Resource tunables

IPMP failure triggers SharedAddress to failover, but is taking ~ 4 mins. Which tunable can be adjusted to fix this?

Probably in the following fashion,

scrgadm -c -j cluster -y tunable="something"

or via the scsetup menu.

I'm trawling through man page for r_properties so if I find something I'll post the solution back here. Otherwise, if someone knows, please be my guest.

The defaults are as follows:

Resource_dependencies <NULL>

Resource_dependencies_weak<NULL>

Resource_dependencies_restart <NULL>

PRENET_START_TIMEOUT300

MONITOR_CHECK_TIMEOUT 300

MONITOR_STOP_TIMEOUT300

MONITOR_START_TIMEOUT 300

BOOT_TIMEOUT300

FINI_TIMEOUT300

INIT_TIMEOUT300

UPDATE_TIMEOUT300

VALIDATE_TIMEOUT300

STOP_TIMEOUT300

START_TIMEOUT500

Failover_modeSOFT

[885 byte] By [diggles] at [2007-11-26 10:48:43]
# 1

What time period are you measuring? Is this from the point at which the IPMP group fails until the application is ready again? If so, what period is taking the longest? Normally, it is application start up that takes the time. IPMP failures usually trigger a give-over in about 10 seconds. So the rest of the time is usually the service stop, the switch-over and the restart.

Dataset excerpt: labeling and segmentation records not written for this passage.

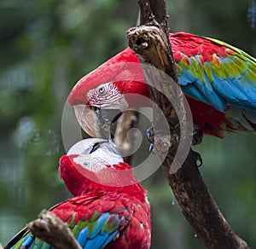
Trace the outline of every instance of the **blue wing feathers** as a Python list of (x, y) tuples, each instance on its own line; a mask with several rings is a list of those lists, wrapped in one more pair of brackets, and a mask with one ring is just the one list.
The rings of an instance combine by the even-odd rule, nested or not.
[(236, 55), (218, 59), (219, 68), (207, 61), (202, 65), (198, 55), (189, 57), (190, 67), (183, 68), (179, 65), (182, 70), (178, 77), (183, 90), (220, 112), (224, 112), (230, 105), (255, 109), (256, 72), (253, 70), (256, 68), (255, 61), (247, 62)]
[(78, 242), (80, 244), (80, 246), (83, 248), (86, 242), (87, 238), (88, 238), (88, 227), (85, 227), (84, 229), (80, 231), (79, 236), (77, 237)]

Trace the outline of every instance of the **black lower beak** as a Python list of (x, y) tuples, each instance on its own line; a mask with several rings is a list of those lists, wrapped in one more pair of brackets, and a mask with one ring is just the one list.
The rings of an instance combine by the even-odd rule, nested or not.
[(119, 109), (102, 109), (95, 106), (91, 106), (90, 109), (97, 117), (97, 137), (111, 138), (111, 124), (114, 124), (122, 115), (122, 111)]

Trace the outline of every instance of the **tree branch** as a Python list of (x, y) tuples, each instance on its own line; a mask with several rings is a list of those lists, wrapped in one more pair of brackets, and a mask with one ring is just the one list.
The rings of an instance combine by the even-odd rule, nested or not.
[(125, 155), (124, 161), (131, 165), (132, 159), (131, 148), (136, 137), (128, 137), (128, 132), (134, 128), (138, 122), (138, 114), (135, 111), (128, 110), (119, 119), (113, 142), (119, 148), (122, 155)]
[[(141, 62), (148, 63), (168, 74), (177, 84), (178, 79), (168, 39), (167, 15), (165, 1), (139, 0), (141, 26), (127, 32), (128, 43), (139, 56)], [(172, 165), (178, 144), (184, 139), (181, 134), (178, 112), (185, 112), (183, 96), (171, 84), (163, 81), (159, 73), (143, 67), (147, 80), (179, 101), (179, 108), (174, 110), (168, 99), (160, 91), (149, 86), (153, 102), (158, 103), (170, 124), (171, 140), (165, 136), (154, 136), (154, 148), (165, 160), (163, 171), (179, 203), (183, 213), (194, 228), (198, 238), (207, 248), (248, 248), (247, 243), (231, 229), (210, 194), (197, 167), (198, 153), (191, 148), (181, 165), (172, 169)], [(172, 101), (173, 102), (173, 101)], [(160, 124), (160, 115), (154, 108), (153, 124), (155, 133)], [(183, 120), (186, 122), (187, 120)], [(168, 146), (172, 145), (170, 148)], [(190, 146), (190, 145), (189, 145)], [(168, 151), (166, 151), (168, 150)], [(167, 156), (165, 154), (167, 153)], [(164, 157), (164, 158), (163, 158)]]
[(71, 230), (54, 213), (43, 210), (39, 218), (27, 224), (30, 231), (38, 239), (55, 249), (81, 249)]

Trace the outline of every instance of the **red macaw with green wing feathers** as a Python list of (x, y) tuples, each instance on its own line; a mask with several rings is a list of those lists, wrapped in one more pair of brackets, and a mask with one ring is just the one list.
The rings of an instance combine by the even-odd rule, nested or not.
[[(169, 38), (181, 88), (199, 132), (223, 137), (223, 131), (255, 131), (256, 59), (213, 38), (184, 32), (170, 33)], [(71, 91), (68, 101), (90, 135), (96, 136), (95, 119), (79, 115), (81, 107), (122, 110), (124, 106), (150, 106), (150, 101), (125, 98), (129, 93), (149, 97), (142, 82), (142, 67), (130, 70), (122, 66), (128, 62), (139, 63), (130, 48), (85, 75)]]
[[(61, 158), (60, 172), (74, 197), (50, 211), (67, 223), (82, 248), (149, 248), (147, 192), (112, 142), (80, 141)], [(52, 247), (24, 229), (4, 248)]]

What service are we talking about here?

Tim

TimRead at 2007-7-7 3:01:12 > top of Java-index,Solaris Operating System,Solaris Essentials - General Technical Questions...
# 2
It takes 10 seconds to switchover, but failover (unplug both public interfaces on the master node to cause IPMP failure) takes 4m12s on average to transfer control to the other node.
diggles at 2007-7-7 3:01:12 > top of Java-index,Solaris Operating System,Solaris Essentials - General Technical Questions...
# 3

It would be helpful to have more details on the service first of all. What is the service you are running? Next it would help to have some timings for each stage of the give-over. What is taking longest?

I've seen issues like this before where the name service hasn't been configured correctly in the nsswitch.conf and it takes the service, e.g. NFS a long time to shutdown.

Tim

TimRead at 2007-7-7 3:01:12 > top of Java-index,Solaris Operating System,Solaris Essentials - General Technical Questions...
# 4

When IPMP is offline, the SharedAddress should also go offline immediately and failover. This does not happen, so it does not even get to the stage of starting/stopping services, it wedges itself with the IPMP failure detection. I don't think stop/start times on services are relevant to the troubleshooting at this stage. I'll give you a detailed sequence of events if it helps though.

diggles at 2007-7-7 3:01:12 > top of Java-index,Solaris Operating System,Solaris Essentials - General Technical Questions...
# 5
That sounds odd. Messages from /var/adm/messages would be help from around the point of failure. I assume the system is fairly fully patched too?Some info on the exact service configuration would also help.Thanks,Tim
TimRead at 2007-7-7 3:01:12 > top of Java-index,Solaris Operating System,Solaris Essentials - General Technical Questions...
# 6

1. STATUS PRIOR TO FAULT

###################################################

Resource: clusternet nodetwo OnlineOnline - SharedAddress online.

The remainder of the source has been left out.